10/07 Verwaltungsgerichtshof;
10/10 Datenschutz;
40/01 Verwaltungsverfahren;

Norm

AVG §56;
DSG 2000 §30 Abs6;
DSG 2000 §30;
VwGG §34 Abs1;

Betreff

Der Verwaltungsgerichtshof hat durch die Vorsitzende Senatspräsidentin Dr. Giendl und die Hofräte Dr. Bernegger und Dr. Waldstätten als Richter, im Beisein der Schriftführerin Mag. Khozouei, in der Beschwerdesache der U GmbH in W, vertreten durch Mag. Dr. Bertram Burtscher, Rechtsanwalt in Wien 1, Seilergasse 16, gegen die Erledigung der Datenschutzkommission vom 29. September 2006, Zl. K213.000/0005-DSK/2006, betreffend eine Empfehlung nach § 30 DSG 2000, den Beschluss gefasst:

Spruch

Die Beschwerde wird zurückgewiesen.

Begründung

Mit der angefochtenen, mit "Empfehlung" überschriebenen Erledigung erging gemäß § 30 Abs. 6 DSG 2000 die Empfehlung an die Beschwerdeführerin, diese möge innerhalb einer Frist von vier Wochen ab Zustellung der Empfehlung Vorsorge dafür treffen, dass in Hinkunft nähere bezeichnete Daten ohne Zustimmung des Benutzers nicht mehr gespeichert werden, was in einem mit "Begründung" überschriebenen Abschnitt der angefochtenen Erledigung näher begründet wurde.
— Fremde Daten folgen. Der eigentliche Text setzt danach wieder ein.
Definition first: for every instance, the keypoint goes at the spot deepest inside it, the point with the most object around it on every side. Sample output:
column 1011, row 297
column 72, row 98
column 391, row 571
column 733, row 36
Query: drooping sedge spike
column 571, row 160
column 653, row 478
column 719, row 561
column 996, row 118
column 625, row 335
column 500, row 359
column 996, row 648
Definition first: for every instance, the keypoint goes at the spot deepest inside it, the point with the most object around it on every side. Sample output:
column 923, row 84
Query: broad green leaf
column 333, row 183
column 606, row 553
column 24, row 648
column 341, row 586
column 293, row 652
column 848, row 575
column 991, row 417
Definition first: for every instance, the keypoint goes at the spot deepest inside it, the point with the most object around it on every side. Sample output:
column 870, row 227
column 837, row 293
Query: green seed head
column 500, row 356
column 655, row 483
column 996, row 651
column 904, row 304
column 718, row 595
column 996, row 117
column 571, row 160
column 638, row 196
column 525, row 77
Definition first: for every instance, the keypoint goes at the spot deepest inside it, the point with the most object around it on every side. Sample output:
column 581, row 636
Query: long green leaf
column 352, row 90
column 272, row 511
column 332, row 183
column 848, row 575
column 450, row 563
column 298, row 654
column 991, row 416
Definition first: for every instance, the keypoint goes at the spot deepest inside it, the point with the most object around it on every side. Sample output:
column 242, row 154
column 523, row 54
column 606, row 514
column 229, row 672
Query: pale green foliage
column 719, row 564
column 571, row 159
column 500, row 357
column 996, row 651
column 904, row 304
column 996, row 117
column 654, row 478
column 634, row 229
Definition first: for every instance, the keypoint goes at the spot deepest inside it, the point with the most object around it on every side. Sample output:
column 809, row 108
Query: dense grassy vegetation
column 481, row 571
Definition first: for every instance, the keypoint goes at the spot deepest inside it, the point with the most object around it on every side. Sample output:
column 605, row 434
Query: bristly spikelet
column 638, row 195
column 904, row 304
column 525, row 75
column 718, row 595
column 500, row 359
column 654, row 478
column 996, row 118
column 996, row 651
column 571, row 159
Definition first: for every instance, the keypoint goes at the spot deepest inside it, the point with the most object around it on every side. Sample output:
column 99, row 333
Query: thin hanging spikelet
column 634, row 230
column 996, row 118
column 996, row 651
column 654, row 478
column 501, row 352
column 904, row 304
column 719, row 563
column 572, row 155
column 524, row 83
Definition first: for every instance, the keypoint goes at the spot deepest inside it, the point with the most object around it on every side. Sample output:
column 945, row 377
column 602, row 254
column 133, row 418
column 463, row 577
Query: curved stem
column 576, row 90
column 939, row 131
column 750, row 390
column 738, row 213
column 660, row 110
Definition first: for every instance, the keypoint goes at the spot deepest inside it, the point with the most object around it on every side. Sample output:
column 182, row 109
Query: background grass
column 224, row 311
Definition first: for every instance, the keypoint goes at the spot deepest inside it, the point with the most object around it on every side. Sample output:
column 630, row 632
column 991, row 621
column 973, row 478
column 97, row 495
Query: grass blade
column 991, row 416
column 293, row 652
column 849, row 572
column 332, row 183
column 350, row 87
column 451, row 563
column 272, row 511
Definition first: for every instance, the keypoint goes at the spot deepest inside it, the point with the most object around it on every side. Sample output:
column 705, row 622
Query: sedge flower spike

Die belangte Behörde kam darin zum Ergebnis, dass ein rechtswidriger Zustand bestehe, und zur Beseitigung dieses rechtswidrigen Zustandes die "vorliegende Empfehlung auf Grundlage des § 30 Abs. 6 DSG 2000 auszusprechen" gewesen sei.

Dagegen richtet sich die vorliegende Beschwerde wegen inhaltlicher Rechtswidrigkeit und Rechtswidrigkeit infolge Verletzung von Verfahrensvorschriften.

Im Beschwerdefall ist das Datenschutzgesetz 2000 (DSG 2000), BGBl. I Nr. 165/1999, in der Fassung BGBl. I Nr. 13/2005, anzuwenden.

§ 30 DSG 2000 lautet:

"Kontrollbefugnisse der Datenschutzkommission

§ 30. (1) Jedermann kann sich wegen einer behaupteten Verletzung seiner Rechte oder ihn betreffender Pflichten eines Auftraggebers oder Dienstleisters nach diesem Bundesgesetz mit einer Eingabe an die Datenschutzkommission wenden.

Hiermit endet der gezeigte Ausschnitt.